# [Q]sdm remote query verizon



## EricErK (Jun 8, 2011)

sdm remote query verizon, The hell is this, seems Like an RDP Type deal, For android Phones...Found it on my verizon features list


----------



## pbarch1 (Jul 7, 2011)

Bump


----------



## Burncycle (Aug 6, 2011)

Not exactly sure either. I remember SDM causing wakelocks in the past. Syncmlsvc.apk is also similar I believe and has caused wakelocks as well. I remove both of them whenever I run an AOKP rom.


----------



## blaineevans (Jul 11, 2011)

Doesn't SDM have to do with software updates? (Official ofc.)

Sent from my Galaxy Nexus using Tapatalk 2


----------



## Art Vandelay (Jan 4, 2012)

Pretty sure it is used for updates if you are stock. I always remove it if the rom I am on hasn't done so already.
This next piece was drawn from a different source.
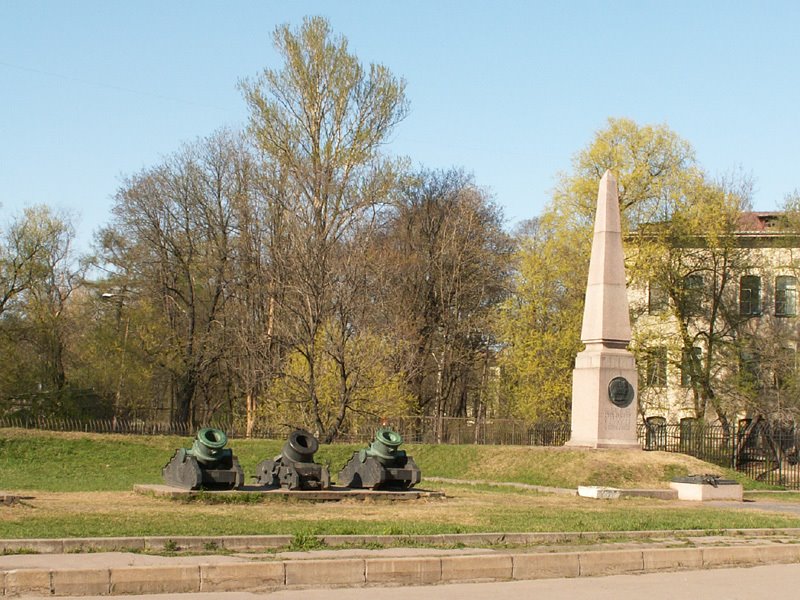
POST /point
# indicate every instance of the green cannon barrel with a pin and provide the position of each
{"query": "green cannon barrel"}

Sent from my Galaxy Nexus using RootzWiki


----------



## akellar (Jun 11, 2011)

blaineevans said:


> Pretty sure it is used for updates if you are stock. I always remove it if the rom I am on hasn't done so already.
> 
> Sent from my Galaxy Nexus using RootzWiki


This is correct, it's for OTA's.

Sent from my Galaxy Nexus using RootzWiki


----------